In any case, the oil boom of the 1920’s built up the first 3 or 4 blocks of Main Street, with general stores, bars, pool halls, and whatever else was needed in those days. When you have a bunch of men in a boomtown, there’s going to be a lot of drinking, even during prohibition, and there will be plenty of fights. To deal with those guys getting out of hand, four brick jail cells were built, just off of the alley, on the second block, north of Main Street. There was one single cell, and then three built with adjoining walls.
While making a zine in about Huntington Beach in about 2006, for some of my taxi passengers, I did a bunch of research on the city’s history, in the small library downtown. I read about those jail cells in one of those old history books. Intrigued, I walked down to that alley, behind the Longboard, and two buildings away from the Surf Museum, and saw that the 1920’s era jail cells are still there. At that point, they were over 85 years old. I thought was was amazing that, with all the development over the decades, those old drunk tank jail cells had survived. Even more amazing, every local I talked to in my taxi had no idea they existed. So I added the old jail cells into my zine, The White Bear’s Very , Very Unofficial Guide to Huntington Beach. It was 44 or 48 pages long, and became my most popular zine ever. I handed out over 250 copies to people in my taxi that summer. That zine got me at least $2,500 in taxi rides over the summer, making it my only zine that made money.
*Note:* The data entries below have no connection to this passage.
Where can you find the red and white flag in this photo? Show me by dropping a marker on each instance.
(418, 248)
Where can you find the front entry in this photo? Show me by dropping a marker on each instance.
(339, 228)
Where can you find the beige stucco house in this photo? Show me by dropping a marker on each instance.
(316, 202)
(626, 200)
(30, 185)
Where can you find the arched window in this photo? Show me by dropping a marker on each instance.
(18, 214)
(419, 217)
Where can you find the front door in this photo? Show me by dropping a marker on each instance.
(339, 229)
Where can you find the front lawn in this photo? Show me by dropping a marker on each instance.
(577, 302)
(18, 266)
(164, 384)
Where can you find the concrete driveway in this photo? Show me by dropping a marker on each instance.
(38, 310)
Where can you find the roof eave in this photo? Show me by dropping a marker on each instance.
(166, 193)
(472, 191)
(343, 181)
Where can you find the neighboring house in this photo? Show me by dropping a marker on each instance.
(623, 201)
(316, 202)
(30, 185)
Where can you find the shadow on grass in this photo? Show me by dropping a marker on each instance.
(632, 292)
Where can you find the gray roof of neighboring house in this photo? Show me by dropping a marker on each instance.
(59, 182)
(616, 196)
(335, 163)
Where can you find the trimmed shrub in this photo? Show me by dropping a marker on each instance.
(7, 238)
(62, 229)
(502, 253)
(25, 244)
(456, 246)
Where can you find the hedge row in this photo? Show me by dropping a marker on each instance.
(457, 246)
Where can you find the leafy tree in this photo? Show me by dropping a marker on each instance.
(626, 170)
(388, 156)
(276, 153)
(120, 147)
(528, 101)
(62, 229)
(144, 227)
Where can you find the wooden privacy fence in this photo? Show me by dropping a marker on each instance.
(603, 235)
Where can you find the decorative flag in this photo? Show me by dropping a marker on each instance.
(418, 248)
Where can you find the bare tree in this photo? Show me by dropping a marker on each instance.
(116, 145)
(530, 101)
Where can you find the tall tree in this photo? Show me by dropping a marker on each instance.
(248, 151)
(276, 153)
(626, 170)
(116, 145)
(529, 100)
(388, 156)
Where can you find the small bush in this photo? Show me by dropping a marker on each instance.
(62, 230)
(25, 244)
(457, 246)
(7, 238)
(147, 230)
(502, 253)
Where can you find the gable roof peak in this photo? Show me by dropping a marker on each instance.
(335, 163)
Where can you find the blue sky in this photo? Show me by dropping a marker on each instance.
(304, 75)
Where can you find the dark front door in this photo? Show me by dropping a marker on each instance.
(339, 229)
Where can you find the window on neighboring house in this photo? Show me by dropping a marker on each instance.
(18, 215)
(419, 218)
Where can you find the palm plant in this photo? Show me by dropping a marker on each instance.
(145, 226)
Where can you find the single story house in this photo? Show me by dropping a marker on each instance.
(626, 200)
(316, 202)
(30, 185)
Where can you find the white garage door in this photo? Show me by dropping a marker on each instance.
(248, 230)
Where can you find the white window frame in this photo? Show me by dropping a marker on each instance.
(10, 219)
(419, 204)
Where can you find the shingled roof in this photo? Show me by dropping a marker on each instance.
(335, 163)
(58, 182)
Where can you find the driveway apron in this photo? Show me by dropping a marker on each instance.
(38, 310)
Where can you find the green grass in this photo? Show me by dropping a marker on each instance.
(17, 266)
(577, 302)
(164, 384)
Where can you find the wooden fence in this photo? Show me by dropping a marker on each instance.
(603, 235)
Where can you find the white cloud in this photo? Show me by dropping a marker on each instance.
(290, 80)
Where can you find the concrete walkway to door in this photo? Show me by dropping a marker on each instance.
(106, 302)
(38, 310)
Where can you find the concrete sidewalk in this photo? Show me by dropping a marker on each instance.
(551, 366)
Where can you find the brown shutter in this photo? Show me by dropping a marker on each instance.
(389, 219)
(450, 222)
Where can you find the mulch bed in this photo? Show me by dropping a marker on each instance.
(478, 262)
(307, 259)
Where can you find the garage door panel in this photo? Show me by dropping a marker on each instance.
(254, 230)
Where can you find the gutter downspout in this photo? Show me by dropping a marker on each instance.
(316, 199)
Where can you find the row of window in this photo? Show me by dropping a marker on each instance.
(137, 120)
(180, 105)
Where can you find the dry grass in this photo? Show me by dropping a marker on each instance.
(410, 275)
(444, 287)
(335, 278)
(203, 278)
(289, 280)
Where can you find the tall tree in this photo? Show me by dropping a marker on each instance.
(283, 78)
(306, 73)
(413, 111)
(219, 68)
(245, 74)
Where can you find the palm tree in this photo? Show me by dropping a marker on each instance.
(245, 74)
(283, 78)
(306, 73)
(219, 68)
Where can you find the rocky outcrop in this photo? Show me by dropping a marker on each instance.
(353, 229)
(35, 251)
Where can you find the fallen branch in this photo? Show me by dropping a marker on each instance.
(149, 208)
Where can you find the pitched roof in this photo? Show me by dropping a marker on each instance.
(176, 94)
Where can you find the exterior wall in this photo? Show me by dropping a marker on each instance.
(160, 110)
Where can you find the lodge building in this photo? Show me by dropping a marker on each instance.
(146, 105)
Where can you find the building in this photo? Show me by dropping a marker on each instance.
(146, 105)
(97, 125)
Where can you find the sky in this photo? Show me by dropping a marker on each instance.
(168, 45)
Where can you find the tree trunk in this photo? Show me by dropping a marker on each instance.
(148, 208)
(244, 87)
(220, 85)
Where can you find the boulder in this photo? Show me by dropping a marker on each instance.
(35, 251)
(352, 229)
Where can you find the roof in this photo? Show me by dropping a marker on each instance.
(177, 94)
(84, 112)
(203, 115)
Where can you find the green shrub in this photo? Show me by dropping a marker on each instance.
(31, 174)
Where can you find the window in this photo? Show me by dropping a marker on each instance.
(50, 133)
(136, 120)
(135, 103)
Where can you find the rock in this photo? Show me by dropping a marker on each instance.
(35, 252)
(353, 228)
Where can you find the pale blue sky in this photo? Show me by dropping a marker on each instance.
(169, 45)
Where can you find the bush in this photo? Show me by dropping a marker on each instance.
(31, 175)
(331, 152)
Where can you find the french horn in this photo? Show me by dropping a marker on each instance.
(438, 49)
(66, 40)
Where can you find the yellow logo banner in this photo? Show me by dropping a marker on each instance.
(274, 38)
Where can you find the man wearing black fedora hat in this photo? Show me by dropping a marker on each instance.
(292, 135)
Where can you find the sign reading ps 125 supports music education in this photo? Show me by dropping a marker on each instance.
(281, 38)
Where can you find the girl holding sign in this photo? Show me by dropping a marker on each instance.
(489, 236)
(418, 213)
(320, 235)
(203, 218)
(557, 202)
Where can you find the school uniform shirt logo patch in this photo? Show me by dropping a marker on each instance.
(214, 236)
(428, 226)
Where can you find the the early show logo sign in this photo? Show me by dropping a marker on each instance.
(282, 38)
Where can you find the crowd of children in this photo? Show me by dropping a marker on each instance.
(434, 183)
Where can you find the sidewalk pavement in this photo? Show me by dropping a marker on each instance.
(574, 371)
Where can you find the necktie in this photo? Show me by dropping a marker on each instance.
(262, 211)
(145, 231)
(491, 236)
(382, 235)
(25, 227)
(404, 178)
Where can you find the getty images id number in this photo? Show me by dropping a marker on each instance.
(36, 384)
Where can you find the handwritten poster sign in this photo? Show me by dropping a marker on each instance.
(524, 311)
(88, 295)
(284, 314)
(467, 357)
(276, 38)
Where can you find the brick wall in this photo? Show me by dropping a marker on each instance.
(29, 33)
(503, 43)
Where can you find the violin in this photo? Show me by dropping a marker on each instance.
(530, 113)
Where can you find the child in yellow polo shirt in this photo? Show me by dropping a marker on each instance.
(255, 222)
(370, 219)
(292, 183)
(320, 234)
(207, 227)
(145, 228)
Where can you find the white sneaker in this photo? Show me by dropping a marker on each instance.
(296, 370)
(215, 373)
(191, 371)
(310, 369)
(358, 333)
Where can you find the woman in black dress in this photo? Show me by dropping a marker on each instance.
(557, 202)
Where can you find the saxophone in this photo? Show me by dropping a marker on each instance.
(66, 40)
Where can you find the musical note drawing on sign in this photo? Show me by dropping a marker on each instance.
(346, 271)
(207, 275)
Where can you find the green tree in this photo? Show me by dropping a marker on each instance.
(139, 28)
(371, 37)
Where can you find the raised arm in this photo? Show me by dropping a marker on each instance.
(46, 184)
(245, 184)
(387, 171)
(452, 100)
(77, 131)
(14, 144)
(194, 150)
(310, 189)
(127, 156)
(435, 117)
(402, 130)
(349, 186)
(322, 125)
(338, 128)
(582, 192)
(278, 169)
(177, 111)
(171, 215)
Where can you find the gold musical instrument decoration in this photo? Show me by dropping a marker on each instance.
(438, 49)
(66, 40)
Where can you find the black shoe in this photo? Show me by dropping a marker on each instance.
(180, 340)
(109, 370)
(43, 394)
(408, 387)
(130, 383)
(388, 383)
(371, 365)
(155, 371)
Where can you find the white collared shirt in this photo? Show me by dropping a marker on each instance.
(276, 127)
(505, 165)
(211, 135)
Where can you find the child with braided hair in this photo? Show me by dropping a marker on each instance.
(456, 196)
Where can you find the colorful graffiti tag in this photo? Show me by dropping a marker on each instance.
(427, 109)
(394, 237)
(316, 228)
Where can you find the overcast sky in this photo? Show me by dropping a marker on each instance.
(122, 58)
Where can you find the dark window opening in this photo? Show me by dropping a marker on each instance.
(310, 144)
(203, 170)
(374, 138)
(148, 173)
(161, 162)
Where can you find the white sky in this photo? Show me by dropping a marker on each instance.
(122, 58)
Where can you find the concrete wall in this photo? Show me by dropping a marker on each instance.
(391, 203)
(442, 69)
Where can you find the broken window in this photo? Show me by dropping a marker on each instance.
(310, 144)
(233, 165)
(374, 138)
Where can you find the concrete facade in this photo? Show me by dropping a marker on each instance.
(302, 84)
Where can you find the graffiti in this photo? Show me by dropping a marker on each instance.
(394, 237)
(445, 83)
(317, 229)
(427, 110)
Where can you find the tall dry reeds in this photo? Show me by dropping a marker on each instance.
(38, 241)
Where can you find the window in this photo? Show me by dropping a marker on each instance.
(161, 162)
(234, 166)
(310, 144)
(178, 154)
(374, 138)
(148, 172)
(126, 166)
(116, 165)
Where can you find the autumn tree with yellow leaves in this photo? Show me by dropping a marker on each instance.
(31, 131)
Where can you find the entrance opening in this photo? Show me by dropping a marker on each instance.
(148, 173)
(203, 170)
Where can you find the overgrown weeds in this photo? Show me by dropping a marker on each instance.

My guide to H.B. zine got the word around about the old jails cells, and a bunch of other weird bits of H.B. history, to lots of locals, who I drove home from the bars every night in 2006-2007. In this video from the Hidden Huntington Beach YouTube channel, in 2021, you can learn more about the history of the old jail cells, and see inside them, at the end of the clip.
Here’s a photo of all four jail cells, taken from the alley, in 2020. #steveemigphotos
Like many of the weird and odd locations I’ll be covering here on my Substack, going forward, I saw the old jail cells as a cool little bit of history, hiding in plain sight, and just forgotten. Those kinds of things fascinate me, and are fun to research and write about.
So if you’re in downtown Huntington Beach, you can walk behind the Longboard bar on Main Street, or ride your beach cruiser down the alley next to the Surf Museum, and see the four, 100+ year old jail cells, still standing, from the early oil boom days of old Huntington Beach in the 1920’s. Take a selfie, do a video for your YouTube channel, whatever. Another odd little bit of history that anyone can go check out for free.